In my experience with the Chinese (of which I've had a fair bit), they are very, very good at reverse engineering hardware. So if you give them a box of bits, they will make the same box of bits very cheaply.
What the Chinese are not good at is designing stuff from scratch - why design it when you can copy it? They're also not very good at reverse engineering the software that runs the hardware. First of all they have to identify the microprocessor that's used, which is most likely manufactured exclusively for ML with its own part number that is useless to anybody else.
I would also expect that ML have taken precautions that will "brick" the microprocessor if someone tries to hack into it to retrieve the software. I think at best, the Chinese could make a chip that would emulate the controls and LCD display on a 5000, but I doubt they actually do much.
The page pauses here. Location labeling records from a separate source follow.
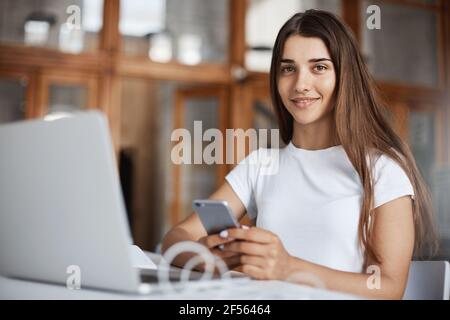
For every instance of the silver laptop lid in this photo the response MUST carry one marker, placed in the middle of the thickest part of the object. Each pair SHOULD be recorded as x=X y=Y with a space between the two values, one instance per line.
x=61 y=204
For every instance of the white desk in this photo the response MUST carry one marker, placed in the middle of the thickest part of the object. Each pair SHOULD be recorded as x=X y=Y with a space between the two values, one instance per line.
x=251 y=290
x=243 y=289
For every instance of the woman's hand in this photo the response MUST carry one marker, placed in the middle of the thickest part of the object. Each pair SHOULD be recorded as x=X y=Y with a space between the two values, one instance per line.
x=262 y=253
x=215 y=245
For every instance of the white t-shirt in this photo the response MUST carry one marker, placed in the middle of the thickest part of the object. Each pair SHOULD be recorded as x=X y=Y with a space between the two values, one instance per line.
x=311 y=199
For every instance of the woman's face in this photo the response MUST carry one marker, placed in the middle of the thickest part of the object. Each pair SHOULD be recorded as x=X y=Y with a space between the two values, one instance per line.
x=306 y=79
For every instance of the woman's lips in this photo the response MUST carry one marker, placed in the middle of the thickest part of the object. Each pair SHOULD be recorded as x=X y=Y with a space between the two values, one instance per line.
x=303 y=103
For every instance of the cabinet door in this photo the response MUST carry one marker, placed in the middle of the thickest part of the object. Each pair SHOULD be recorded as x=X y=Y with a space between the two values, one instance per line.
x=198 y=110
x=61 y=93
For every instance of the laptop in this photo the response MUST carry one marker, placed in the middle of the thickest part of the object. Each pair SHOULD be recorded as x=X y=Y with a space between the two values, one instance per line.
x=61 y=206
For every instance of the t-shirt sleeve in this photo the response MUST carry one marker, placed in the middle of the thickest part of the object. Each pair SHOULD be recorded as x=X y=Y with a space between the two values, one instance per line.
x=242 y=180
x=391 y=181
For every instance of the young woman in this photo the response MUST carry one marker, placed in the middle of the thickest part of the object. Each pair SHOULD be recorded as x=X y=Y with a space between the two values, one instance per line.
x=347 y=193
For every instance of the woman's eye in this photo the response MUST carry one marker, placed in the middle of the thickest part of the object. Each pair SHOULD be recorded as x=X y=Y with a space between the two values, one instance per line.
x=287 y=69
x=320 y=68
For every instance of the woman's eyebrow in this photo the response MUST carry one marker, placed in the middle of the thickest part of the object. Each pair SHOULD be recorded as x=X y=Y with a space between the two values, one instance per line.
x=310 y=60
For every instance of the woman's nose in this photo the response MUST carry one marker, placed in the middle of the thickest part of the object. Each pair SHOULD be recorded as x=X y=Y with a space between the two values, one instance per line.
x=303 y=82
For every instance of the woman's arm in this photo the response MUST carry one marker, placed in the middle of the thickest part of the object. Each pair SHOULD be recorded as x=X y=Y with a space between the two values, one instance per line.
x=191 y=229
x=264 y=257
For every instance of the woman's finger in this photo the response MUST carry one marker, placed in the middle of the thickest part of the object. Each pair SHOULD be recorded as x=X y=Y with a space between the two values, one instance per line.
x=256 y=261
x=223 y=254
x=245 y=247
x=253 y=271
x=214 y=240
x=252 y=234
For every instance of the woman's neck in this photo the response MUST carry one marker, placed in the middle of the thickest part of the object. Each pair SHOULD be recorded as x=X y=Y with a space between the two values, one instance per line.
x=314 y=136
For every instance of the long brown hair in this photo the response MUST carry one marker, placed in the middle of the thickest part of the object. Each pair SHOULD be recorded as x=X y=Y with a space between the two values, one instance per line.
x=360 y=123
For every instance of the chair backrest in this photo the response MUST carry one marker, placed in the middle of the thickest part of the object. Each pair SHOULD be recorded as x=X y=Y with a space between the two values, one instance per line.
x=428 y=280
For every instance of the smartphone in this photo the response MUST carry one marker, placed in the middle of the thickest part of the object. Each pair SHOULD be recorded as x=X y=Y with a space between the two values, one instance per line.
x=215 y=215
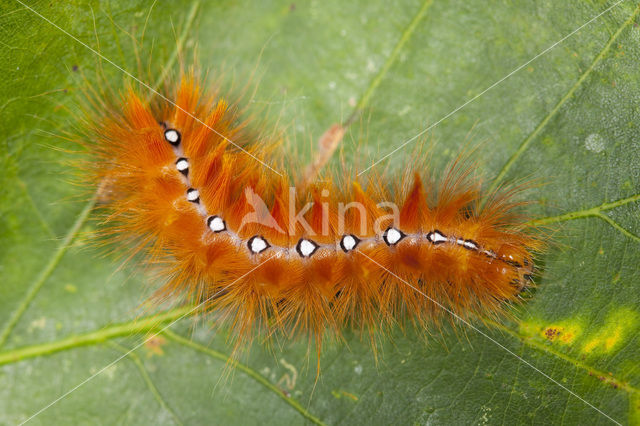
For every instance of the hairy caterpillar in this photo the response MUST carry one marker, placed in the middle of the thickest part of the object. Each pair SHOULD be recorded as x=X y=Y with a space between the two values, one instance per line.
x=185 y=186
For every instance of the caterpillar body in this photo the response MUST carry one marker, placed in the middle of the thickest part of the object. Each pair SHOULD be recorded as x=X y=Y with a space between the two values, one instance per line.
x=185 y=187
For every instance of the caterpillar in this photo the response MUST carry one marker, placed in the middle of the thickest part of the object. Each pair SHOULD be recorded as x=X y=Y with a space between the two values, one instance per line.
x=189 y=185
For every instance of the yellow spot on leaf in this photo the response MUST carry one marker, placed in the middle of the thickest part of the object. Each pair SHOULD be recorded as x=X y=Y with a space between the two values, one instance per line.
x=618 y=325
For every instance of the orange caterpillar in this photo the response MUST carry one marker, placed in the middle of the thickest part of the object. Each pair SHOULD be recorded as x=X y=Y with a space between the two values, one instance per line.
x=219 y=226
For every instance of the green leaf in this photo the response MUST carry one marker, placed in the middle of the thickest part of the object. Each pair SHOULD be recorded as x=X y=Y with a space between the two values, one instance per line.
x=543 y=100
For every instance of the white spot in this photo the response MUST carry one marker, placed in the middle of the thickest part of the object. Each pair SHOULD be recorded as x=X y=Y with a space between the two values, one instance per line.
x=182 y=165
x=594 y=142
x=172 y=136
x=216 y=224
x=393 y=236
x=348 y=242
x=258 y=244
x=470 y=245
x=436 y=237
x=306 y=247
x=193 y=195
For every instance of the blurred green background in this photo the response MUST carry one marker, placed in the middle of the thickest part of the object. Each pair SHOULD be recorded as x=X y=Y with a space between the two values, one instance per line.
x=570 y=117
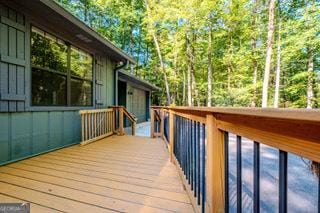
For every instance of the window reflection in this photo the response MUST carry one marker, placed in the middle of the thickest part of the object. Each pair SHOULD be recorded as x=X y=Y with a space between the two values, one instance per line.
x=48 y=52
x=81 y=64
x=81 y=93
x=50 y=60
x=48 y=88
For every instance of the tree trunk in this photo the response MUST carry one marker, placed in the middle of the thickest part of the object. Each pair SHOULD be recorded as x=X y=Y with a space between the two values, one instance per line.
x=175 y=73
x=310 y=80
x=184 y=89
x=278 y=70
x=189 y=76
x=268 y=55
x=155 y=40
x=254 y=55
x=209 y=103
x=162 y=69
The Chinese philosophy to making money is "If I only make $1 from every sale, I only have to sell 1 million to be a millionaire". To put this into perspective, when you have a population of 1.5 billion people, selling 1 million of something is not much of a stretch. So if it costs them $50 to make something, they are quite happy to sell it for $51 as long as they can sell a lot of them. But guess where most of the stuff from China goes to - yep, the USA. Trillions of dollars of crap gets unloaded on the Americans who are brainwashed to "just keep buying stuff". Australia is a mere pimple on the butt of the world economy.
China is now very much a "capitalist economy". There are more millionaires in China than the rest of the world put together - they simply love money and to a China man it is very important to be seen to be successful. Losing face in China is not an option.
As for joe's question - a Chinese copy plant probably can't understand the all of the complex design drawings, even if they did have them. More than likely they would've just used them to find out what types of material they need to use to copy the parts (e.g. coil materials, control box materials etc.)
Toysandthings - I agree that the parts to make up a GPX 5000 would be way under $1000. But what you paying $6,500 for is all the R&D, infrastructure and overheads that all add up before you even buy the first screw to put it together. And of course, there is some margin in there for dealers and taxes on top of that. The other thing is that as long as people are buying them, the price won't drop anytime soon.
I would not at all be surprised if the new Garret detector (that will rival the GPX 5000) retails for just under the price of a GPX 5000. Neither company wants to start a pricing war that will endanger their profits. It's not good for (their) business.